Aimée oscille entre ter­reur et envoû­te­ment pour cette forêt ronde et grouillante, sorte de ventre végé­tal, nour­ri­cier et pro­tec­teur mais clos.

Elle vit entre Candre, tendre et atten­tion­né, et Hen­ria, la domes­tique qui l’a éle­vé à la mort de sa mère. La qua­trième nuit, Candre lui rend enfin visite mais ne la brusque pas, res­pec­tant son effroi. Elle est tenue éveillée par « la détresse de ne pas avoir envie d’être prise par cet homme, ni par aucun autre, et de devoir, bien­tôt, souf­frir sous l’amour qu’il fau­drait bien accom­plir, sans désir et sans feu. »

L’éveil du plai­sir et du désir

Quel­que­fois, elle aper­çoit un très beau jeune homme, le fils natu­rel d’Henria, qu’on dit muet, Ange­lin. Son com­por­te­ment l’intrigue comme celui d’Henria et de Candre. Elle se met à soup­çon­ner des secrets et charge Claude d’enquêter sur Ange­lin, pré­sen­té par son mari comme un mau­vais gar­çon.
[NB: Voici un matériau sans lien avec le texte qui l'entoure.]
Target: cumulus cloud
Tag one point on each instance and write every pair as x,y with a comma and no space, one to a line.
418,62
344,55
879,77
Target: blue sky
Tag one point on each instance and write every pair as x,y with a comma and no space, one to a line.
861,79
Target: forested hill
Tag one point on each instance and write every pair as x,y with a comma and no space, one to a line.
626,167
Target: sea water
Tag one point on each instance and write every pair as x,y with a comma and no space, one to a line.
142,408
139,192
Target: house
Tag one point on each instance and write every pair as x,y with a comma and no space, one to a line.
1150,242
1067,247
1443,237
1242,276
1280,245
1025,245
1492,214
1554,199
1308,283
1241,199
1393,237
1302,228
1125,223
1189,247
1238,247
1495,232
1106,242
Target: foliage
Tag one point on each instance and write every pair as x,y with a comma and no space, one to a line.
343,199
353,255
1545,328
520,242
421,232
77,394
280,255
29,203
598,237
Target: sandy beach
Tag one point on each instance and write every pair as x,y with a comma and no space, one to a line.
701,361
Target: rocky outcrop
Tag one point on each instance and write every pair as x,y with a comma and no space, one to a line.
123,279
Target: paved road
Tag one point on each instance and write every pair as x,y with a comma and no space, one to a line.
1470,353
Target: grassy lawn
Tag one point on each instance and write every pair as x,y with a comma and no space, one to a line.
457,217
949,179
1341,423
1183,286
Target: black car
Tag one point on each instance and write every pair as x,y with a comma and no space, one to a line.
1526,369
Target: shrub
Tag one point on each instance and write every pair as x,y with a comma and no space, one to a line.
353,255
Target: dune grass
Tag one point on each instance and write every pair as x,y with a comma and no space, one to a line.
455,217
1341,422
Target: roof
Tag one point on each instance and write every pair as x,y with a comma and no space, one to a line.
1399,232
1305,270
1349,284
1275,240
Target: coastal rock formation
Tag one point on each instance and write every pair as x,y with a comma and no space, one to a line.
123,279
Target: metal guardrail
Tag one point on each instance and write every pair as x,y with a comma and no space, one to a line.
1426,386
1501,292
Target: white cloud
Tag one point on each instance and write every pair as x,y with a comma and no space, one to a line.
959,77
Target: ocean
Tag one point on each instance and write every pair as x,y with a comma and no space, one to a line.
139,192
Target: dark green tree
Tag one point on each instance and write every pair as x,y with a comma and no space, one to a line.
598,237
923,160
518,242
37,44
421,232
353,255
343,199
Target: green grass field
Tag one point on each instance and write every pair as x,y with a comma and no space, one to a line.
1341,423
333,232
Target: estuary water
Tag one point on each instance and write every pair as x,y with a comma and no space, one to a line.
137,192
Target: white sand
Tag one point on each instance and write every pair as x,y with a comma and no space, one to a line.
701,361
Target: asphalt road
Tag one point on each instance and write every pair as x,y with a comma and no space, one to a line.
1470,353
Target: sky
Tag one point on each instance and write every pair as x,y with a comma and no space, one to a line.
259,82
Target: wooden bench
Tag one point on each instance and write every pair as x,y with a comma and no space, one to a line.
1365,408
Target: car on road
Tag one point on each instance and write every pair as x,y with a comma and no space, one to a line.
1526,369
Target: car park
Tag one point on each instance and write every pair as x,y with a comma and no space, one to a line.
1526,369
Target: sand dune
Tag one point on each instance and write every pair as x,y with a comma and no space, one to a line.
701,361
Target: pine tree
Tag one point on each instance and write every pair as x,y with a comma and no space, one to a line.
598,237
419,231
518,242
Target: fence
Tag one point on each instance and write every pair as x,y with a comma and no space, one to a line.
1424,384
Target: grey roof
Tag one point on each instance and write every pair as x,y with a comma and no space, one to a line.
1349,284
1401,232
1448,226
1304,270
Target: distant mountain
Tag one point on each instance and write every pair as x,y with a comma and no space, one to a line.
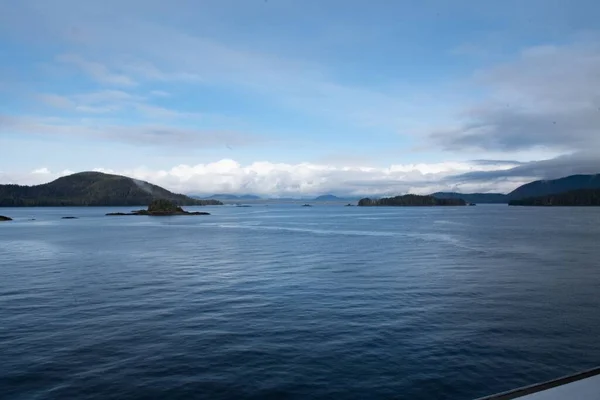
555,186
92,189
411,200
481,198
223,196
579,197
249,197
327,197
226,196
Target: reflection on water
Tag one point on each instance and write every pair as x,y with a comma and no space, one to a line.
288,302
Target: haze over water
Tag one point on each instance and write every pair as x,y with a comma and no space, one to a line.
290,302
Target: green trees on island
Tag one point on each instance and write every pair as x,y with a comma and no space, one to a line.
92,189
411,200
581,197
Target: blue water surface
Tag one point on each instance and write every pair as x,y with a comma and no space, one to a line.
290,302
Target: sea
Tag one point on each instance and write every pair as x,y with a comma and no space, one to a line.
290,302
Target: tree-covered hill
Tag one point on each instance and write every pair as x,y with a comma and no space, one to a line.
92,189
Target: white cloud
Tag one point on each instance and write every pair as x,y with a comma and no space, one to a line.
97,71
141,135
546,98
280,179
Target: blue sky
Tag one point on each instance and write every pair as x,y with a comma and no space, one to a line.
284,97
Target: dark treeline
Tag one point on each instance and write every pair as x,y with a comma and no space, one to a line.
92,189
581,197
411,200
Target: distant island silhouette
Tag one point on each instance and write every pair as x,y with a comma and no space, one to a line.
92,189
410,200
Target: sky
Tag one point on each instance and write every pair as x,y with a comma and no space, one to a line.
288,98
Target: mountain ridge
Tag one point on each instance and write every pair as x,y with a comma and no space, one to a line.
92,189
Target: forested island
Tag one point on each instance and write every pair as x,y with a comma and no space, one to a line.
580,197
161,208
92,189
410,200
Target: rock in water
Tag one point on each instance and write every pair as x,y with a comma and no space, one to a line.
161,207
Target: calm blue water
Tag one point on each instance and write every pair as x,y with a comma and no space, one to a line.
286,302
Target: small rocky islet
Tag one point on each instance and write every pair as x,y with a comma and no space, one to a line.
161,208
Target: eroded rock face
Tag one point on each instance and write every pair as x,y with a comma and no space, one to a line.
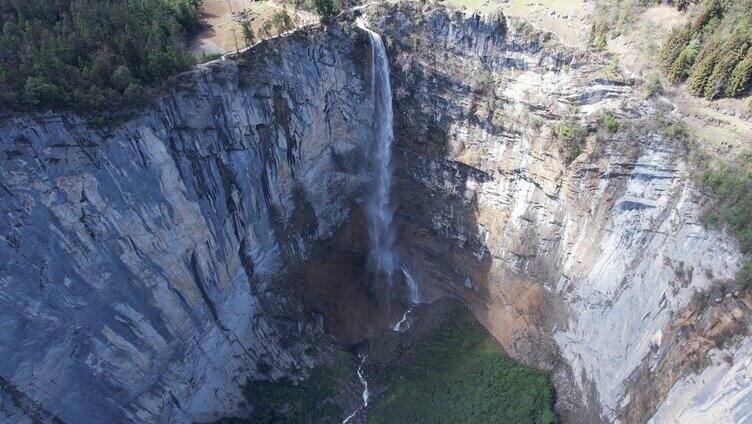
147,270
576,256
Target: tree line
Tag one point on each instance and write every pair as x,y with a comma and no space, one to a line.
91,55
713,53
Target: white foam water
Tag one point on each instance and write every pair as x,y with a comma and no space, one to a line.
366,393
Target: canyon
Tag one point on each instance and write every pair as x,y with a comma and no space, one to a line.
153,267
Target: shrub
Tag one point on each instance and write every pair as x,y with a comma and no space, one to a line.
282,21
732,189
609,121
654,86
740,80
326,9
712,52
673,129
83,54
457,374
572,134
744,275
248,36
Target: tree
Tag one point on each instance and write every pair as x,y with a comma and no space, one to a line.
326,9
282,21
248,35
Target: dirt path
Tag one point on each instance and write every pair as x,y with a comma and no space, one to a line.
224,16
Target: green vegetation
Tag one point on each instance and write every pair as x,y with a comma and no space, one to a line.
326,9
732,207
282,21
609,121
672,128
91,55
654,86
612,18
287,402
714,52
572,135
457,374
744,275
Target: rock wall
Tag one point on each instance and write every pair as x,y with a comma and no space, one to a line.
147,268
576,255
150,268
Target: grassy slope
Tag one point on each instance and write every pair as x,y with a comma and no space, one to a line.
458,374
309,401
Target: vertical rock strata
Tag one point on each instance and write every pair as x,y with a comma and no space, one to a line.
146,269
149,269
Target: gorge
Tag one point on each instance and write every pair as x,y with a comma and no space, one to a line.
271,210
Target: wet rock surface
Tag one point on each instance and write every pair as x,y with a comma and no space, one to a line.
150,269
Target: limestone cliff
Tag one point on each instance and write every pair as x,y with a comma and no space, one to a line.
577,255
147,267
150,268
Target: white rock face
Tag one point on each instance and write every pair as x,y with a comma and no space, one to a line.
142,266
722,393
587,261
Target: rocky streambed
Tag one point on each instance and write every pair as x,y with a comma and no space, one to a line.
155,269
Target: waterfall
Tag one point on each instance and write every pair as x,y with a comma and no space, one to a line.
378,208
379,211
366,393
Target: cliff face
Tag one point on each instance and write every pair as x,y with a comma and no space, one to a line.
581,257
148,270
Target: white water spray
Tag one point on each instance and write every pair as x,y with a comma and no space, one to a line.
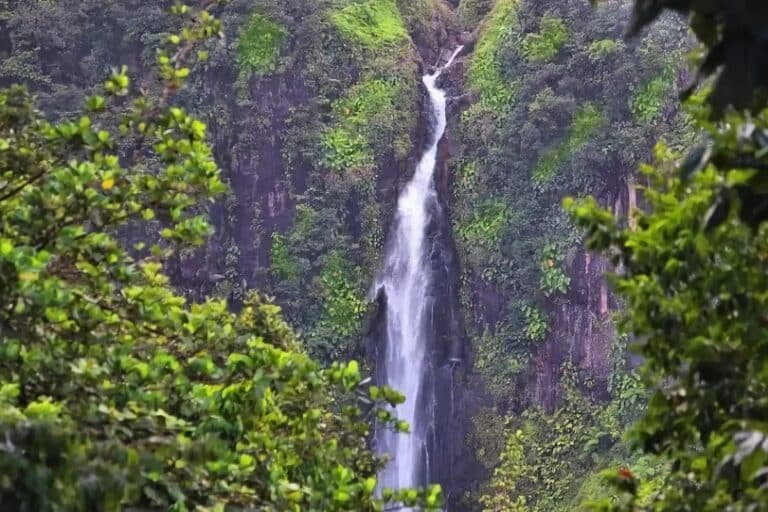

Son quo­ti­dien est heu­reu­se­ment égayé par des leçons de flûte. Son mari a accé­dé à sa demande et a fait venir une pro­fes­seure depuis Genève. Chaque jeu­di, Aimée attend Eme­line avec impa­tience, car Eme­line a réveillé son corps en la pre­nant « à la nuque et au dos », en « appuyant sur son ventre » pour lui ensei­gner la posi­tion néces­saire à la pra­tique de l’instrument. La jeune femme devient consciente de la réa­li­té du plai­sir.

Un roman cap­ti­vant

Sou­dain l’intrigue s’emballe, prend des allures de polar poé­tique. Candre est-il un monstre ? Ou bien Ange­lin ? Quel secret ronge le domaine ? Com­ment s’en échap­per ?

Cécile Cou­lon ne cache pas ses influences — Une vie de Mau­pas­sant, Rebec­ca de Daph­né du Mau­rier et le film d’Hitchcock, Les Hauts de Hur­levent d’Emily Brontë – qu’elle a dévo­ré à l’adolescence. Elle assume le sché­ma « clas­sique » du roman d’apprentissage dans lequel une jeune femme découvre la vie après un mariage arran­gé. Elle en pro­pose un nou­veau point de vue en accor­dant au corps une dimen­sion nou­velle. La struc­ture du roman en témoigne, crû­ment, les trois par­ties s’intitulant : « le cœur », « la langue », « le ventre ».